Oh, and then let me get one of the bird trying to escape. (Don’t birds look up before they take off? Apparently, not all of them do. This one flew straight up into the bottom of 3B’s seat.)

Bye Bye Birdie. . .no, really

And just one more of just the bird. (I believe I actually said, “Hold it right there little guy, while I frame this.” As if I’m the Ansel Adams of camera phones.)

Finally, the bird just wobbled off across the street, bumbling through the air about eight inches above the pavement, rolling to a landing on the median.

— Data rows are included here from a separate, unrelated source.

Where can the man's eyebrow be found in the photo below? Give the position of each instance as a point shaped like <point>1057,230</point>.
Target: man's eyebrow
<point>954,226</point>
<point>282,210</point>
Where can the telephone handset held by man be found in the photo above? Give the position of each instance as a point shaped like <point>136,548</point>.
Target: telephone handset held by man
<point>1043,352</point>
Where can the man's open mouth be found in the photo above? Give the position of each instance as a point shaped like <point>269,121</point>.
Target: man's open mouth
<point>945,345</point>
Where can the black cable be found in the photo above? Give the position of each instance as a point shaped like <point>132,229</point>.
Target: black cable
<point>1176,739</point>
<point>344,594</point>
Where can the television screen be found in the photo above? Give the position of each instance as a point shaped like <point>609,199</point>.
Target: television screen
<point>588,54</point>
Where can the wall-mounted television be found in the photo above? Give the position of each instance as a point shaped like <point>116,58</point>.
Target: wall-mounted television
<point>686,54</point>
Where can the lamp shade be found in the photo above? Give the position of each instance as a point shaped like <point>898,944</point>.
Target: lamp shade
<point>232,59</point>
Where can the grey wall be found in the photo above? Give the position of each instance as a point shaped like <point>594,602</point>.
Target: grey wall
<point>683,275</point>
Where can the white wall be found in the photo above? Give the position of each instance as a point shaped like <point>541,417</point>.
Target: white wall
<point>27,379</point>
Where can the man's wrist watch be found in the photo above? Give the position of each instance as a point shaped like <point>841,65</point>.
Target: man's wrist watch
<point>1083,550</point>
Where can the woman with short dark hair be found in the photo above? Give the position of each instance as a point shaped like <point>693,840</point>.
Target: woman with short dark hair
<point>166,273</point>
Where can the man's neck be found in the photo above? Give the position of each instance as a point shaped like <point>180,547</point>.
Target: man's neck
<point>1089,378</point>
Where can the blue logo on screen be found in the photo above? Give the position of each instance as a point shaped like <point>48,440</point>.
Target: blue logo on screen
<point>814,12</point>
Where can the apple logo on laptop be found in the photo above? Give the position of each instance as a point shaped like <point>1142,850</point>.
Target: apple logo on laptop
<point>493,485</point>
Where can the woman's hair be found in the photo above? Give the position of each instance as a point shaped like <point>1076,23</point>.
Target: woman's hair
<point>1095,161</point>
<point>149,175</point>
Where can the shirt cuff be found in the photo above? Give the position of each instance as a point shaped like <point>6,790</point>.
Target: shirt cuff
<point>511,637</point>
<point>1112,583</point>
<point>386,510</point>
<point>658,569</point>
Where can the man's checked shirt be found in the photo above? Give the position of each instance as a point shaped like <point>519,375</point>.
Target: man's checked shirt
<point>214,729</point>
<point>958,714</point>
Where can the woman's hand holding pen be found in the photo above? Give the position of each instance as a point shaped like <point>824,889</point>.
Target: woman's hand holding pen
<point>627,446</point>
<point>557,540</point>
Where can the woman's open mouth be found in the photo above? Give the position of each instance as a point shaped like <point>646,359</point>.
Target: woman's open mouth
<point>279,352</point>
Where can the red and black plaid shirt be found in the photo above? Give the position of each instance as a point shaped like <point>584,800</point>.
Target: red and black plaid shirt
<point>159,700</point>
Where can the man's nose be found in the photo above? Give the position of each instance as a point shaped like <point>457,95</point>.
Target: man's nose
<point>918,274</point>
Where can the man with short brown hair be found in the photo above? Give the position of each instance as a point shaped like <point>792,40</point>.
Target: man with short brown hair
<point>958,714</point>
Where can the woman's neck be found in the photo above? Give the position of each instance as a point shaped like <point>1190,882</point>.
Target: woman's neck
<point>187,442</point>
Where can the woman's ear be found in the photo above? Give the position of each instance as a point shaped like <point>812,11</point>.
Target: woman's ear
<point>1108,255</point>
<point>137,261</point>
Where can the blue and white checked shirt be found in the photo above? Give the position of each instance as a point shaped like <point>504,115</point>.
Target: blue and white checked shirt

As we walked away, I called my Mom and related Mama’s reaction to a bird landing in her son’s stroller.

Mom just laughed.

  • Those are some great shots! I’m surprised that bird got so cozy with you guys; I wonder if it’s a baby itself?

  • Those are awesome, Papa B! Nice to see 3B communing with nature’s animals at such a young age.

  • I can totally relate: I am always bemoaning the distancing effect of taking pictures, yet I constantly wish I had one with me.

    Isn’t is sad that we have to be scared of birds? Last month on a little walk I turned around and Rebecca was holding up a dead bird to show me. I think it was a catbird, since there are so many around here. I took it from her and we disposed of it in a respectful way, talking about how we were glad the bird had a good life (it was an adult and seemingly unharmed) and now it was in bird heaven. Then we ceremonially dumped it over the footbridge into the brook by our house.

    Then the kids had to share this experience with a woman walking her dog nearby. She told be to be careful of bird flu, West Nile, etc. I hadn’t even thought of that.

    Of course, I hadn’t thought about whether it was wise to put a dead bird in the brook upstream of where we play almost daily, either.

  • As the wife of a photography BFA, I can honestly say I understand both sides of this. We never have our “real camera” either. Thank god for camera phones!